WE RESERVE THE RIGHT TO TERMINATE THIS AGREEMENT IF WE DETERMINE (SOLELY AT OUR DISCRETION) THAT YOUR SITE IS UNSUITABLE. Unsuitable sites may include those that: target children, promote sexually explicit materials, endorse violence, advocate discrimination based on race, sex, religion, nationality, disability, sexual orientation, or age, promote illegal activities, or infringe upon intellectual property rights.
WE RESERVE THE RIGHT TO TERMINATE THIS AGREEMENT IF WE DETERMINE (SOLELY AT OUR DISCRETION) THAT you have violated any terms of this agreement or engaged in spamming (via email or other channels), or if you have attempted to defraud this affiliate program or any of our clients’ brand(s). In such instances, we will assess (at our discretion) if any commissions were legitimately earned and settle final earnings within 90 (ninety) days of termination.
Relationship of Parties
We provide no express or implied warranties or representations regarding the referral program or referral fee payment arrangements, including, but not limited to, their functionality, fitness, merchantability, legality, non-infringement, or any implied warranties arising from a course of performance, dealing, or trade usage. Additionally, we do not guarantee uninterrupted or error-free operation of our site and shall not be held liable for any consequences resulting from interruptions or errors.

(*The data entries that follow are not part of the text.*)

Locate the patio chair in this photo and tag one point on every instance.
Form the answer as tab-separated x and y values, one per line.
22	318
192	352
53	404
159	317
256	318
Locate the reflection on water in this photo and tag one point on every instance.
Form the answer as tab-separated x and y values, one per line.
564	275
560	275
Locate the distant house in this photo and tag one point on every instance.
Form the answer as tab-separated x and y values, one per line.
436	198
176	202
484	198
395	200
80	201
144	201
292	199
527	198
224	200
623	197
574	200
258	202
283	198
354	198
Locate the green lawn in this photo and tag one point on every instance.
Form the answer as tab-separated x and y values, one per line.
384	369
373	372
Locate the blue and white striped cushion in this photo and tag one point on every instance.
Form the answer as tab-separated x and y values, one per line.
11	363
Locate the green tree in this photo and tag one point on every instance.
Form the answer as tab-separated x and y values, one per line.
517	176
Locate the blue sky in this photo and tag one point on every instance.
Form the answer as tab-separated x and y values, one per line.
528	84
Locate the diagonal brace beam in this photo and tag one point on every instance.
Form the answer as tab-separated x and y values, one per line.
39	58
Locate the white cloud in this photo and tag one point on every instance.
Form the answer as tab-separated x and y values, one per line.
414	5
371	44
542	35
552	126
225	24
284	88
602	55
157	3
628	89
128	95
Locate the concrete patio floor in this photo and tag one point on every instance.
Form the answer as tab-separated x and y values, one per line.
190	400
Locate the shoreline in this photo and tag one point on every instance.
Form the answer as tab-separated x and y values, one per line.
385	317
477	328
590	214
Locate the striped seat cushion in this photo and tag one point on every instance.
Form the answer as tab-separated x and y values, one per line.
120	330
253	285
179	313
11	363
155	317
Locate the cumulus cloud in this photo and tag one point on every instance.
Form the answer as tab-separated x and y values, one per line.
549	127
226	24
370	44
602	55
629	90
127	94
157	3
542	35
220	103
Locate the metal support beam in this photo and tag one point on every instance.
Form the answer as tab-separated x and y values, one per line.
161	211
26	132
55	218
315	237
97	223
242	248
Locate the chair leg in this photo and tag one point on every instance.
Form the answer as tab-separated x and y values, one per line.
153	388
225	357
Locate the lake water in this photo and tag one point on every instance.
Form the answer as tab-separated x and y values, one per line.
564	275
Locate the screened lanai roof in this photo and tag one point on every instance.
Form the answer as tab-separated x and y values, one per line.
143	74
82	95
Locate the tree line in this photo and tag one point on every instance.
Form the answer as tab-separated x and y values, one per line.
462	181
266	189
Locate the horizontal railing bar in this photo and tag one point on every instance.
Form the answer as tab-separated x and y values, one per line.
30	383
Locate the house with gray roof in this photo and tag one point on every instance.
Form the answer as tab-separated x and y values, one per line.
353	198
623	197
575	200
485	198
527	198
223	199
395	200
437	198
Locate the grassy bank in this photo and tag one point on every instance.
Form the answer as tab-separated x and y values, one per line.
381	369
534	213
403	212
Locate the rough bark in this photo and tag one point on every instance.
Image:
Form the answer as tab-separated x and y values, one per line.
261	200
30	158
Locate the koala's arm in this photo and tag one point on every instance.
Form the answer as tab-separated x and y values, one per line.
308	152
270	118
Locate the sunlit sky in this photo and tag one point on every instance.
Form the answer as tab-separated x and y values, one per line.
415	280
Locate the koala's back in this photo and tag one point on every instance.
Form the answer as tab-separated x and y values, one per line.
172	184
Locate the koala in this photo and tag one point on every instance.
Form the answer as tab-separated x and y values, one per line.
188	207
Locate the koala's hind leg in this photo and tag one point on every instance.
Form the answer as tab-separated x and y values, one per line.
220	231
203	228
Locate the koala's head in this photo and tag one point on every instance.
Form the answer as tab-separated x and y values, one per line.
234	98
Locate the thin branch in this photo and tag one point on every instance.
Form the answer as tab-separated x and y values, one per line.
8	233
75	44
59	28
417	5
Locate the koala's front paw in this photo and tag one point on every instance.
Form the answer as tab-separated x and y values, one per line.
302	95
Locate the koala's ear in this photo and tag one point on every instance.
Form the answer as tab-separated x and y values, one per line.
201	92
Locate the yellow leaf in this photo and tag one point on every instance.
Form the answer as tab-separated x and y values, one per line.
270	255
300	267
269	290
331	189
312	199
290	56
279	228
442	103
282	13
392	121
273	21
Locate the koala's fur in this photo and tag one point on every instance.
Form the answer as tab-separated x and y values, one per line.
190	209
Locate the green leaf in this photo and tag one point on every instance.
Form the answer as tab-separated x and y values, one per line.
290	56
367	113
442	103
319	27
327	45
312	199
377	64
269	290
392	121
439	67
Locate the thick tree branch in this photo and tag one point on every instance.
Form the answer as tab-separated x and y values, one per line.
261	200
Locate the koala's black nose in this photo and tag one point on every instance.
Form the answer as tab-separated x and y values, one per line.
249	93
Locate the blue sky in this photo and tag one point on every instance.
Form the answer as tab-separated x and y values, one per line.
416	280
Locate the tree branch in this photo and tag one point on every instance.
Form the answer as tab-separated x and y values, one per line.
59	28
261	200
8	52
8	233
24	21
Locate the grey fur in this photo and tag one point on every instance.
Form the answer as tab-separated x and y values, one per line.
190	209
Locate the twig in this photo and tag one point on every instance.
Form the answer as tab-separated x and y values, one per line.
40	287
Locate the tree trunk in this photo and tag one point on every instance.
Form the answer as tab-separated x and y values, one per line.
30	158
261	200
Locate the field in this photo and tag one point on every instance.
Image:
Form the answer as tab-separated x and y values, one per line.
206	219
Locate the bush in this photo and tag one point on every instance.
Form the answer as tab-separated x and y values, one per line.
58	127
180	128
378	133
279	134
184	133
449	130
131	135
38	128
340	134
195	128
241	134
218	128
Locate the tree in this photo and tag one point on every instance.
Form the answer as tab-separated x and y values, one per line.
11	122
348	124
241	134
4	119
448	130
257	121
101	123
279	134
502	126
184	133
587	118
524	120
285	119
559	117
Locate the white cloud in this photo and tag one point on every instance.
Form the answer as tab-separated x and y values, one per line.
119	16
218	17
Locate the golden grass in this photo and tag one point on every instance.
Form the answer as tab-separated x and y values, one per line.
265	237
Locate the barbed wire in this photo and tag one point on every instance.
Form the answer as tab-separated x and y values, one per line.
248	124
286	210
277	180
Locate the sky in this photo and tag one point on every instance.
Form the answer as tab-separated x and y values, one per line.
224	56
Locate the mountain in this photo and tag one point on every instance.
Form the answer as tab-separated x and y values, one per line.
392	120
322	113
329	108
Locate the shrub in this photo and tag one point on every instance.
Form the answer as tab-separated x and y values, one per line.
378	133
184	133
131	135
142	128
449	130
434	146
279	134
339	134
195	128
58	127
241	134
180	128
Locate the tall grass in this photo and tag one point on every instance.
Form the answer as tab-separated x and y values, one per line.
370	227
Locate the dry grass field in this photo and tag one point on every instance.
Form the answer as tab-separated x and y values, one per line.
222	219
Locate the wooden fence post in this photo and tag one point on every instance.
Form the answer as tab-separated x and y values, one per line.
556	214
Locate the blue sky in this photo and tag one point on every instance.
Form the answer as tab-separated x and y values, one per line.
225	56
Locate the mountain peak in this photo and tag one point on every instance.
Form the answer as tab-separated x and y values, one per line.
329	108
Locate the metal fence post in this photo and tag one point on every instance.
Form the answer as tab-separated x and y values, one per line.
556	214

We shall not be liable for indirect, special, or consequential damages (including loss of revenue, profits, or data) arising from this Agreement or the referral program, even if we have been advised of the possibility of such damages. Furthermore, our aggregate liability arising from this Agreement and the Program shall not exceed the total referral fees paid or payable to you under this Agreement. Nothing in this Agreement shall confer any rights, remedies, or benefits upon any person or entity not party to this Agreement. Our obligations under this Agreement do not constitute personal obligations of our directors, officers, or shareholders. Any liability arising under this Agreement shall be solely satisfied from the referral fee generated and is limited to direct damages.
Independent Investigation
YOU ACKNOWLEDGE THAT YOU HAVE READ THIS AGREEMENT AND AGREE TO ALL ITS TERMS AND CONDITIONS. YOU UNDERSTAND THAT WE MAY, AT ANY TIME, DIRECTLY OR INDIRECTLY, SOLICIT CUSTOMER REFERRALS ON TERMS THAT MAY DIFFER FROM THOSE CONTAINED IN THIS AGREEMENT, OR OPERATE WEBSITES THAT ARE SIMILAR TO OR COMPETE WITH YOUR WEBSITE. YOU HAVE INDEPENDENTLY ASSESSED THE DESIRABILITY OF PARTICIPATING IN THIS REFERRAL PROGRAM AND ARE NOT RELYING ON ANY REPRESENTATION, GUARANTEE, OR STATEMENT OTHER THAN AS SET FORTH IN THIS AGREEMENT.
Acknowledgement
IN WITNESS WHEREOF, by reading the terms and conditions and acknowledging such in the Affiliate sign-up form, you agree to all the terms and conditions contained herein. Reel United reserves the right to withhold payment from any Affiliate that violates any of the terms and conditions contained herein.